While Strader remembers Fraser’s competitiveness well, a fonder memory is from when the two were neighbors.
He was the greatest neighbor that anybody could ever have,” Strader said. “We were neighbors for many years. He and his dog, Bogie, were constant companions and an absolute joy to be around.”
Shaping young lives
Golf was a passion for Fraser but it was hardly the only sport he helped cultivate in Bolivar and Polk County. Bill Jones remembers when Fraser helped start up Little League baseball in Bolivar.
The Fraser Yankees were one of four teams formed in 1956; other teams included Newport, a dime store; Foremost Dairy; and Houk Dairy.
“Charles Fraser was instrumental in forming a Little League here in Bolivar,” said Bill Jones, a player on the Fraser Yankees in 1956 and 1957. “Virgil Hogan had a vision to form a league, and Charles Fraser and others followed up on that vision while Hogan was here and after he moved from the area.”
When Bill Jones played for the Fraser Yankees, Charles Fraser was the manager; other coaches were Joe Otradovec, Gerald Stephens and Jim Strange.
“Fraser helped us young boys play baseball for several years before forming the league,” Jones said. “He helped take us to Springfield to play against teams there Sunday afternoons. We also played some of our games at Northward school — you could hit the ball over into the Dunnegan’s garden.”

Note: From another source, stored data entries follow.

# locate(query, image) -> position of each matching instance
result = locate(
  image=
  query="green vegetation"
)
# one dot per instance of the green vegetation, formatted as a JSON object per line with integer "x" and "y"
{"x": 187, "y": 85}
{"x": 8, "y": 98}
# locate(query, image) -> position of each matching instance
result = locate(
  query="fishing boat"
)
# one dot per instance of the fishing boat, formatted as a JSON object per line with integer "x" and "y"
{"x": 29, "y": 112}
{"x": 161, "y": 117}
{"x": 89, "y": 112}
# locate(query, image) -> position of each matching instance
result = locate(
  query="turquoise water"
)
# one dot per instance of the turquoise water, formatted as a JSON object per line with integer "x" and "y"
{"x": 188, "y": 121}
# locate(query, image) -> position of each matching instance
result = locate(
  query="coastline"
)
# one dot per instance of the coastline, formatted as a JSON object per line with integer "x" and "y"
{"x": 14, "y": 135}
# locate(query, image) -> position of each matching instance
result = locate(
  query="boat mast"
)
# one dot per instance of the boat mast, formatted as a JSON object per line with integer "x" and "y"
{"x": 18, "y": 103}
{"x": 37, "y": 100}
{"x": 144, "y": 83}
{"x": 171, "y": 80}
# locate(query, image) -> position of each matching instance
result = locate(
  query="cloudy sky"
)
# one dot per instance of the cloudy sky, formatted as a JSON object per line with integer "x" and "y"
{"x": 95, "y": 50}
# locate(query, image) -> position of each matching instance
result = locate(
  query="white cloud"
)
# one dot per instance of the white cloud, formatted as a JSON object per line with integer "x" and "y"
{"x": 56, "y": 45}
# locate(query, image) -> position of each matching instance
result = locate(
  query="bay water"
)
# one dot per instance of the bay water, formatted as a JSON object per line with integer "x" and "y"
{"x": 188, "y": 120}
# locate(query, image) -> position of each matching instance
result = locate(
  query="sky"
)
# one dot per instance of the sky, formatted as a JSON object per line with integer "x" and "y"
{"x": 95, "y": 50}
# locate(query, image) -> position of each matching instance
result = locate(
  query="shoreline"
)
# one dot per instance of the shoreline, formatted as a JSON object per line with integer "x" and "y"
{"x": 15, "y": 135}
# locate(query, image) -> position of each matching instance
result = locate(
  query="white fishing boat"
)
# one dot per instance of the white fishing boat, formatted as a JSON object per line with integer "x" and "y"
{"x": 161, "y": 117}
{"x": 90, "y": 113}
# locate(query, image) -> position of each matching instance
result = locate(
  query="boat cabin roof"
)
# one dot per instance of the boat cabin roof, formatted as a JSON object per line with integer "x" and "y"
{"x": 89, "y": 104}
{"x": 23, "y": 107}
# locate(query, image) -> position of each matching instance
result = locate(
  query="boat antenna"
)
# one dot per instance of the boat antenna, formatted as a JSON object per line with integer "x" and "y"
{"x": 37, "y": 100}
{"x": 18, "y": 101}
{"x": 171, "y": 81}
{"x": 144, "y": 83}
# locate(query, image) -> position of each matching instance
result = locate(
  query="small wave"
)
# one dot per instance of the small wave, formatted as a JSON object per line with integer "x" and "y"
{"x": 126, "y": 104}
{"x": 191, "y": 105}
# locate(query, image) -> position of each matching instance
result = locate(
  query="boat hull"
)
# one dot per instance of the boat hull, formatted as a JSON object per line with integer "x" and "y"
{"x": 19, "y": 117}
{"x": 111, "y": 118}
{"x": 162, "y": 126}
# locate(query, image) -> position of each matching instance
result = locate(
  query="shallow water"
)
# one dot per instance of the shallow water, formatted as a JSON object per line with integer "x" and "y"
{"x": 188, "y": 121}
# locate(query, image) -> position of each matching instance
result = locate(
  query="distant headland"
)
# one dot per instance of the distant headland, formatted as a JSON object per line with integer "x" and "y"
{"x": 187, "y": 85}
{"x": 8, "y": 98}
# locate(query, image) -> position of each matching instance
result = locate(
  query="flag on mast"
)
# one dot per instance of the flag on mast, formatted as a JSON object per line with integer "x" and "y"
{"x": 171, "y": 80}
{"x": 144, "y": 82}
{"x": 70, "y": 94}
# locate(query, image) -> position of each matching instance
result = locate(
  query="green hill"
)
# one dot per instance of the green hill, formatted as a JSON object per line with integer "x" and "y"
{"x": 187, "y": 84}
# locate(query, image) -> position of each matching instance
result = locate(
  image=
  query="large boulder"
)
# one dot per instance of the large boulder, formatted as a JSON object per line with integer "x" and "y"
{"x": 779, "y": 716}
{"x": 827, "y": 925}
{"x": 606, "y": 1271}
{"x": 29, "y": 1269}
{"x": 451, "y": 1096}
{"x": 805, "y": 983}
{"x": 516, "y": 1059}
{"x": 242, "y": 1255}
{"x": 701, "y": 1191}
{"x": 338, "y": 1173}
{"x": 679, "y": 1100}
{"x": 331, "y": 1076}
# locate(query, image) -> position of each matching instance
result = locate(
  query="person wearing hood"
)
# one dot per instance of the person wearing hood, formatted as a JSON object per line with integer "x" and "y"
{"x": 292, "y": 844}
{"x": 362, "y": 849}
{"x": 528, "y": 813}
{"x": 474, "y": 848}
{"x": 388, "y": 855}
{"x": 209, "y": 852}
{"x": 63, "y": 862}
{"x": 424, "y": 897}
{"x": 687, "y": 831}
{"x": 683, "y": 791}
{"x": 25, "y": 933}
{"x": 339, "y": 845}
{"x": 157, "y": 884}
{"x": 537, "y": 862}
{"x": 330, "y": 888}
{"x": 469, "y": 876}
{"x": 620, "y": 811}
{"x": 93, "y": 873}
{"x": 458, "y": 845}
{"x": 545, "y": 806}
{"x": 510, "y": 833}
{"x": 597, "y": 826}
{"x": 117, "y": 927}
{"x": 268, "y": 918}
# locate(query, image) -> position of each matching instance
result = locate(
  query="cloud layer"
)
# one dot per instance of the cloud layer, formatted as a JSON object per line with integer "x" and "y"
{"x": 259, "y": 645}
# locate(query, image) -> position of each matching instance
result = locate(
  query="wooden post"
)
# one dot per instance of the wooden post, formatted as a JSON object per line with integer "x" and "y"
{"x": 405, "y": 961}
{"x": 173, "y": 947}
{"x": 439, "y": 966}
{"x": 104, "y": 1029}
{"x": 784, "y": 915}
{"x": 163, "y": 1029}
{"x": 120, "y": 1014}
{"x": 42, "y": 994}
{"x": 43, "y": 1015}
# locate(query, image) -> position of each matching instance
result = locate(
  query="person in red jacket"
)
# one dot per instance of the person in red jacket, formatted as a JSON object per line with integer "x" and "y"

Jim Sterling, former publisher of the BH-FP, remembered Fraser fondly. “He was a great Polk countian.”
Sterling added, “When they opened the Farmer’s and Merchant’s Bank, it really helped the business community grow and the entire economy blossomed.
“Charlie was a good banker, a good grocer, a good citizen and a good family man and friend to many,” Sterling said. “And I supposed he’d like to be remembered as a good golfer.”
One person who saw both friend and family man aspects of Fraser was David Cribbs, who described Fraser as “a partner, my banker, competitor on the golf course and one of my best friends.”
“He was like a father to me,” Cribbs said. “My father [Clifford] died early and I came home to run the business. He and dad were very close, and Charlie became just like a father to me.”
One thing that Fraser was responsible for, along with others including Clifford Cribbs, was starting the Bolivar Nursing Home, now owned by Citizens Memorial Hospital, which was the start for local health care services.
Cribbs said that without Fraser, who was humble and selfless, he would not be where he is today.
“I really loved that man because without all of his advice, his character and loaning me money, I wouldn’t be where I am today,” Cribbs said. “That man has done a lot behind the scenes and he never wanted to be recognized.”